According to Wal-Mart’s statement, the company will spend 8.4 billion pesos opening stores in Latin America, and work to add about 3.7 million square feet of space. That will lead Mexican floor space to grow 5 percent, while Central American stores expand 7.6 percent. Wal-Mart’s Mexican business, Walmex, will especially be a focus as it spends 3.5 billion pesos of its expansion budget on remodeling and maintenance. Another 1.2 billion pesos will go to logistics, as 1.9 billion goes to bolstering its e-commerce technology.
The increased investment in Walmex stores is significant as the Mexican business has proven to be a point of controversy for the Bentonville, Arkansas-based chain. It has now been a few years since Walmex was charged for using bribery to get its way in the country, but Wal-Mart is still navigating the consequences and working to resurrect its good image. With Walmex’s new investment, it is possible that the unit has a goal to start fresh and update its technology and offerings so much that it can quietly push its past issues under the rug.
Like many brick-and-mortar retailers, Wal-Mart is now facing slowing sales, not only in the U.S., but also abroad. Bloomberg reported Monday that David Cheesewright, head of Wal-Mart’s international unit, says that consumers around the world are stressed, with “significant slowdowns” in many markets, even those of the faster-growing developing countries. That is bad news bears for Wal-Mart as it has no room for global slowdown thanks to sales already suffering in its domestic market. The combination of currency fluctuations, lower food-stamp payments, higher taxes, the inability to keep shelves fully stocked, and sluggish economies is enough to make Wal-Mart’s sales look paltry, and that they currently do.
Wal-Mart’s released its annual profit forecast last week, and that figure, too, missed analysts’ expectations. Bloomberg reports that Wal-Mart expects profit per share in the year through January 2015 to be $5.10 to $5.45, while analysts expected a $5.55 figure.

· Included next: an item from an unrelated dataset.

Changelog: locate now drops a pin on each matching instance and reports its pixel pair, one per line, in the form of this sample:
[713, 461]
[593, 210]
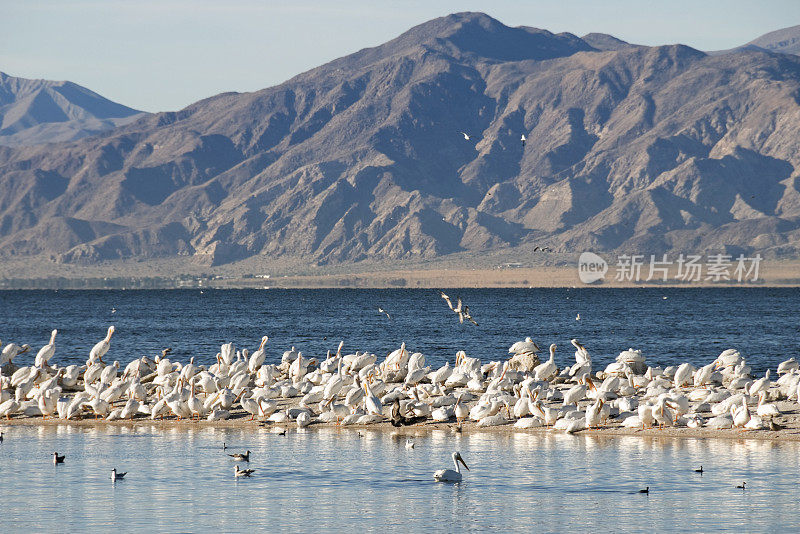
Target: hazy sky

That’s why Wal-Mart is now turning toward its Mexican and Central American units — two divisions that still show some potential for growth. Food, consumables, digital and self-service sales currently drive growth at Walmex, and the company believes results can improve even more. Hopefully Wal-Mart executives are right, as it will be quite an investment, but for now, it’s evident they’re sticking to their guns.